AfW Positionen zur Bundestagswahl
10.08.2021
Rechtsanwalt Norman Wirth, Geschäftsführender Vorstand Bundesverband Finanzdienstleistungen AfW e.V. / Foto: © AfW
Die Bundestagswahl rückt näher.
Die Sehnsucht nach einfachen Lösungen, die den Wahlberechtigten Patentlösungen vorgaukeln, hat die Wahlprogramme und dort leider auch unsere Branche erreicht. Der AfW hat hier eine klare grundsätzliche Position: Alle von solchen nur scheinbar einfachen Patentlösungen betroffenen Personen bzw. Verbraucher:innen müssen beraten werden (können). Oder, um es konkreter zu formulieren: Beratungsfreie Produkte in der Altersvorsorge darf es nicht geben.
Es ist aus unserer Sicht vollkommen unverständlich, dass unsere Branche in den letzten 15 Jahren eine Regulierung nach der anderen durchlaufen hat, die stets den Verbraucherschutz durch verbesserte Beratungs- und Dokumentationsleistungen als Ziel hatte und nun der Gesetzgeber allen Bürger:innen Finanzdienstleistungsprodukte faktisch beratungsfrei andienen möchte. Wir glauben an die mündigen Bürger:innen/Verbraucher:innen, deren Bedürfnisse so individuell sind, dass Standardlösungen hier schlicht nicht passen. Insbesondere nicht, wenn der Staat diese Produkte entwickelt und managed.
Als Bundesverband Finanzdienstleistung glauben wir hingegen an den Wettbewerb und seine Innovationskraft.
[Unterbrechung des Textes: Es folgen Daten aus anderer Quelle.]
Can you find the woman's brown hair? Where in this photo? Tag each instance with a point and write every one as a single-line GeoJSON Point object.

Einheitslösungen führen über kurz oder lang zu Stillstand. Welchen Anreiz gäbe es für staatliche Einheitslösungen, Produktinnovationen voranzutreiben oder Kosten zu sparen? Wettbewerb hingegen führt zu Innovationen und Kostenwettbewerb – ob in den Altersvorsorgesystemen oder bei der Krankenversicherung.
In der Altersvorsorge brauchen wir ein gefördertes Produkt, was die sinkenden Leistungen aus der gesetzlichen Rentenversicherung, zumindest abmildern kann. Die Politik hat gerade sehenden Auges die Riester-Rente zerstört, was für 16 Millionen Deutsche, die einen Riester-Vertrag haben, ein Schlag ins Gesicht bedeutet. Aber: diese Haltung zerstört auch das Vertrauen in ein mögliches Nachfolgeprodukt – wie immer es auch heißen mag. Sollte die Riester-Rente tatsächlich abgeschafft werden - was wir für einen eklatanten Fehler halten würden - bräuchte es unbedingt eine Alternative. Aber eine, die weniger bürokratisch ist und die weiter auf Beratung setzt. Ein rein digitales Produkt mit Opt-Out-Möglichkeit lehnen wir aus den bereits oben genannten Gründen ab.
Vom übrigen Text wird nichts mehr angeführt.